The morning after he died, I went out for my usual walk with our other dog Theo. It was a stunning morning, the field sunlit and sparkling from an overnight rain. Theo, who usually races off and back again, stayed just a few feet away, or so close I could walk with my hand on his head. All through that first walk with just one dog, I was teary.
What I was feeling, of course, was grief, a space in my sky ringed with love.
We’d been flooded with messages the night before, as family and friends affirmed our sadness, wished us all peace. Even those who don’t share our family’s attachment to dogs, or had recently suffered life-changing loss, who couldn’t be blamed for thinking, Really? A dog? To a person, they offered compassion.
Tenzin Gyatso, the Dalai Lama, and spiritual leader of Tibetan Buddhists, defines compassion as, “the wish to see others free from suffering.”[i] Joining moral and spiritual leaders throughout the course of human history, he also asserts that compassion is necessary, that humanity cannot survive without it.
It seems to me the reason is clear: To not have compassion is to wish suffering on others. That will never result in more people thriving or ever more peace.
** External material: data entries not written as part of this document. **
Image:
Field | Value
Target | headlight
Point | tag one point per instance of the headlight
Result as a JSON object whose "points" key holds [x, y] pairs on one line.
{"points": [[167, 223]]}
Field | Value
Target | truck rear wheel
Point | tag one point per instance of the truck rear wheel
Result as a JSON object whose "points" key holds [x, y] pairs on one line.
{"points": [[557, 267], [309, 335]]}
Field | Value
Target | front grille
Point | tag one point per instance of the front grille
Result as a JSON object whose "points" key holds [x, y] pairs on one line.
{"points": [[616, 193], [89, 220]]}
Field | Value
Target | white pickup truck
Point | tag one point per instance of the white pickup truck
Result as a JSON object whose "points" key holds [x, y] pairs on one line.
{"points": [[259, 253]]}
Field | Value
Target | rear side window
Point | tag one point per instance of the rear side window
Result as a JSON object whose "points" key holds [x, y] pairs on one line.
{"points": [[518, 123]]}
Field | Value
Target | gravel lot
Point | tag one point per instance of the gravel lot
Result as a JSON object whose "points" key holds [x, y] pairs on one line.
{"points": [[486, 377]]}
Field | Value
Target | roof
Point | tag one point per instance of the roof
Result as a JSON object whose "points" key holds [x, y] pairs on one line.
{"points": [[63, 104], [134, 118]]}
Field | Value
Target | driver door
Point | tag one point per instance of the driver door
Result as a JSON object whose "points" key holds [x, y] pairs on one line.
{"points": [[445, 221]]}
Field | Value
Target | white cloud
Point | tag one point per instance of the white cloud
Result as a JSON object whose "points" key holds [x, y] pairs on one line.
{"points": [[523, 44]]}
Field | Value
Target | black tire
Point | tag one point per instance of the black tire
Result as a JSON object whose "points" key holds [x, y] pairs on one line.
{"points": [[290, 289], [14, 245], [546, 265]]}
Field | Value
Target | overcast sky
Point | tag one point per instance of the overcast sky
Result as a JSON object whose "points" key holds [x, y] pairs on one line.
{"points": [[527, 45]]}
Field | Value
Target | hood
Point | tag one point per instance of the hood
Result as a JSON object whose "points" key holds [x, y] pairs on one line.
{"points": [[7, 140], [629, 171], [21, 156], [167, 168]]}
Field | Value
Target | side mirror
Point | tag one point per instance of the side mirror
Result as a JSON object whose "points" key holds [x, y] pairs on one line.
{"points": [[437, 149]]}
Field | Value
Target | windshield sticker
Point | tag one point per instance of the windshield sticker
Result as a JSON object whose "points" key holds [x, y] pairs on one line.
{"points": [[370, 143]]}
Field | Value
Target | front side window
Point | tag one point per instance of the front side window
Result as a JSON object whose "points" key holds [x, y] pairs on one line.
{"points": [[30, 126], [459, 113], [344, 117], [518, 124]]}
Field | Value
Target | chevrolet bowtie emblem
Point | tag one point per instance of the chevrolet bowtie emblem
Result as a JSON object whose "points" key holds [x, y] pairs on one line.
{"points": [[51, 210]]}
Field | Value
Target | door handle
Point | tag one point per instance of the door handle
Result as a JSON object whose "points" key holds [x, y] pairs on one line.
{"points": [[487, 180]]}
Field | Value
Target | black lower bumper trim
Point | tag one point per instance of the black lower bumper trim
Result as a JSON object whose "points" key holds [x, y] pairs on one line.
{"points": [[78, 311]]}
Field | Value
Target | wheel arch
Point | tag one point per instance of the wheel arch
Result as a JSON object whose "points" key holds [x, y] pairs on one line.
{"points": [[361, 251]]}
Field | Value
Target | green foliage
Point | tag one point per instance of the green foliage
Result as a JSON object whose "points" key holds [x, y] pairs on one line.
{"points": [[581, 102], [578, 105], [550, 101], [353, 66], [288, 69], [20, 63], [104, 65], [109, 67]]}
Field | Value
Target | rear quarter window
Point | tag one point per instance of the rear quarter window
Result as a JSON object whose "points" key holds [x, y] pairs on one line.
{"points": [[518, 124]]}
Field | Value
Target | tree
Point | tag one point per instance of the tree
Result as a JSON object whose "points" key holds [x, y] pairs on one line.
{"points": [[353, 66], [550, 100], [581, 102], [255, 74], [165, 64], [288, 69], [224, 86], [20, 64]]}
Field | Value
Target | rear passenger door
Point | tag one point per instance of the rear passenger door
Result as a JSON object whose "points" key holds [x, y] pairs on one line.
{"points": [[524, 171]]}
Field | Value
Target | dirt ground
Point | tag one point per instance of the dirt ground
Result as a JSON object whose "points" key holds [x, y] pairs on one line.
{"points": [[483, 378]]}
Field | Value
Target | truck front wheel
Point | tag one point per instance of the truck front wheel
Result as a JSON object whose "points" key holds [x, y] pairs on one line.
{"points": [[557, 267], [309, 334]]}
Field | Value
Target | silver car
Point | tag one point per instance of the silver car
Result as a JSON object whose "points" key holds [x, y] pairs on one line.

So, I try to practice compassion, aware of the myth that practice makes perfect. Practice is merely trying and failing, and trying again. Practice makes change, and change is all I can hope for.
It’s not hard to practice compassion for people like me, or for those of whom I’m not afraid. But when I perceive threats to the shape of my life, my ability to work, be housed and healthy, walk safely outside of my home, and care for the people I love? When I see threats to the moral and civic artifacts – like legal rights, laws, and learning – that make all that possible well beyond me?
I’ll be honest; practicing compassion in the face of any of that is really, really hard. No wonder the Dalai Lama calls compassion, “a sign of strength.”[ii]
This week I’ve considered compassionate practice on a continuum, from soft to steely. Offered to those I love and care about, in whose beliefs and actions I perceive no threat, compassion is hardly an effort. The more threatening our differences, the steelier my compassion must become.
Steely compassion may seem like an oxymoron, because soft compassion is often mistaken for the only kind. Steely compassion is not so feel-good, and it’s what is required when faced with threats, and for those who do wish suffering on others, for those who act on that wish.
Compassion can hold determined resistance to violence, greed, and repression. It does not require “playing nice.” There is room for rage in a world of compassion. But if in my resistance and even my rage I do not stop at wishing aloud for the suffering of others, or worse, if I act on that wish – then I am part of the problem.
Please don’t get me wrong, I believe in the power of soft compassion; it’s getting me through this week, and has held me through far sharper griefs. And if I choose to align myself with a more thriving and peaceful world, then neglecting to practice steely compassion is a luxury I cannot afford
[i] From his 1989 Nobel prize speech.